Value Line, execs paying $45M to settle with SEC
WASHINGTON (AP) - Investment adviser Value Line Inc., its CEO
and its former compliance chief have agreed to pay about $45
million to settle regulators' allegations the firm charged more
than $24 million in bogus commissions on mutual fund trades.
The Securities and Exchange Commission announced the settlement
with Value Line, a firm that is well known in financial circles for
its analytical publications and that also manages mutual funds. New
York-based Value Line, chief executive Jean Buttner and former
chief compliance officer David Henigson didn't admit or deny the
SEC's charges in agreeing to the accord.
Value Line is paying a $10 million civil fine and about $24.2
million in restitution plus $9.5 million in interest. Buttner and
Henigson are paying civil fines of $1 million and $250,000,
respectively. The two also were barred from working for any
brokerage firm or investment adviser or as officers or directors of
any public company.
NASDAQ:VALU Updated: 15:57 ET 28.25 -1.06 |
The SEC alleged that from 1986 to November 2004, Value Line
channeled a portion of the mutual fund trades to its brokerage
business, Value Line Securities Inc., in a so-called ``commission
recapture program.''
Value Line arranged for unaffiliated brokers to execute the
trades at a discounted commission rate of a penny or two per share.

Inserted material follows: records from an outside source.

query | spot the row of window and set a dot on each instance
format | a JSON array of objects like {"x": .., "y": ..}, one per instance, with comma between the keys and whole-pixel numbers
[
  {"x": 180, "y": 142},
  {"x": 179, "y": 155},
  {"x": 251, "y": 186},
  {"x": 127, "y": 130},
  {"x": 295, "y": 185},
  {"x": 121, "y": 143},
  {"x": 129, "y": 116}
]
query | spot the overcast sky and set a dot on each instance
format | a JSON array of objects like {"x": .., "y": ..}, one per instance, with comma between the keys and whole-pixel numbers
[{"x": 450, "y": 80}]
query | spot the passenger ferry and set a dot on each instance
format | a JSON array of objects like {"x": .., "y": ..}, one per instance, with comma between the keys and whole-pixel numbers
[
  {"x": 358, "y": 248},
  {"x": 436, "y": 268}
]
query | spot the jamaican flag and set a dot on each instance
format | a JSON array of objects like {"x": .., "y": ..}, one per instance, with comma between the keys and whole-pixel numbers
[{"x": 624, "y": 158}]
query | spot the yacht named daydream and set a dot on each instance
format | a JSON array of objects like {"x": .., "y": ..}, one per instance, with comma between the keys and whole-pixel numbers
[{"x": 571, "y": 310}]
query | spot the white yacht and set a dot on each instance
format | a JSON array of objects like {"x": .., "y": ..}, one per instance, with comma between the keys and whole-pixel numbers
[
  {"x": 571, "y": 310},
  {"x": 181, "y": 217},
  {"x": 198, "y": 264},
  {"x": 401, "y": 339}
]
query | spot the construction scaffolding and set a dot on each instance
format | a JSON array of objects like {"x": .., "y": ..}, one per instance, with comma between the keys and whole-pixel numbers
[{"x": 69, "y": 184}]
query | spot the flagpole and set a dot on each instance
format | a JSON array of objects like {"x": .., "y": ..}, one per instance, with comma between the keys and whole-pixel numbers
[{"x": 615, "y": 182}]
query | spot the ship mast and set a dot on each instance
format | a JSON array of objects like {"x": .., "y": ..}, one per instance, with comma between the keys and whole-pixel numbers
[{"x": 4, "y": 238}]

But rather than passing the discount on to the mutual funds, the
SEC said, Value Line had the outside brokers bill the funds 0.048
cents per share and then ``rebate'' 0.028 cents to 0.038 cents a
share to Value Line Securities.
Altogether, Value Line Securities received more than $24 million
in phony brokerage commissions in this scheme while not performing
any real brokerage services for the funds on those trades,
according to the SEC. Value Line falsely advised the funds'
independent directors and shareholders that Value Line Securities
provided genuine brokerage services for the commissions it
received, the agency said.
``Value Line misappropriated millions of dollars from the mutual
funds they managed by artificially allocating fund trades and then
charging the funds for phantom brokerage services,'' SEC
Enforcement Director Robert Khuzami said. ``Such blatant wrongdoing
will not be tolerated.''
Value Line said in a statement that the brokerage fees in
question comprised less than 1.5 percent of its total revenue
during the period. Management ended Value Line's associated
brokerage practice in 2004, the statement said.